The unedited data will be available to anyone who wants access (institution names removed of course), but a . I am making sure this data is available because it belongs to all of you, not me. Please remix it, analyze it, produce your own results and point out if I overlooked anything.

Through this those process I learned a great deal. The thing that stuck out the most was the openness and willingness of the higher education community to share and learn from each other. We are all traveling same path trying to get to the same goal. With a little help that goal can be achieved and expanded much quicker. Thank you all again.

Photo by jeffedoe

12 Responses to “[Results] State of the University Web Department survey”

  1. Says:

    Thanks for all the effort you folks put into this survey. The results are about what I expected, but interesting nonetheless.
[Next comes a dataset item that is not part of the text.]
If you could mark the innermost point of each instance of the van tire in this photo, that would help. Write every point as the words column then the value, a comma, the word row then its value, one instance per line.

    One question moving into the future is whether centralization is an economy-related trend or if it’s something that will stick.

    • Says:

      Personally, I would like to see it stick, and I think it will. Centralization (or in some cases managed decentralization) is (in my opinion), the natural evolution of better web management. The issue is that the reasons for decentralization don’t actually hold up well, when you consider you’re frequently giving power to people that do not know how to wield it, though we lie to ourselves and talk about how we can train them with our awesome new tools and make it so easy. No, we won’t, because the bottom line is they won’t learn it. The people that know the content aren’t necessarily equipped to *create* or *manage* the content. Centralization occurs as a result of better management and understanding of workflows.

  2. Says:

    Wow, thanks for pulling this together. As Dave mentioned, a lot of the numbers seem intuitive, but having the data to back it up really makes a difference. I look forward to digging into the raw data.

  3. Says:

    Thank you for the work that went into this. I’ve done similar survey analyses and it’s not a picnic. Well done.

    Many of the findings surprised me, but I wonder if that’s because of the preponderance of smaller schools in the results. Future editions of the survey, if any are in the works, might benefit from sorting all questions based on the school’s size. That way, readers can review the findings in an apples to apples way based to the size of their own institutions.

    • Says:

      I’ll second Mike’s comments. It would be great to see the data broken down by school size. I have worked with a variety of schools ranging in size and scope from small privates with 200 students to large public research universities with 30,000+ students, affiliated hospitals, and hundreds and research centers and institutes. While grouped under the broad umbrella of higher education, there are significant differences in how the web is governed and managed.

  4. Says:

    Interesting to see.

    Do you have any idea where the responses came from? I’m guessing there’s a fairly heavy North American bias?

  5. Says:

    Fascinating. We’re looking at a CMS implementation, and it was interesting looking at the list.

    Cascade is the same as Hannon Hill which has two listings making it really 14 (9%). Also Luminis is the same as Luminus as well as Sungard making it 7 (5%). Note the majority of people misspelled it! It is SunGard Luminis.

    Also Squiz.net and MySource Matrix are the same.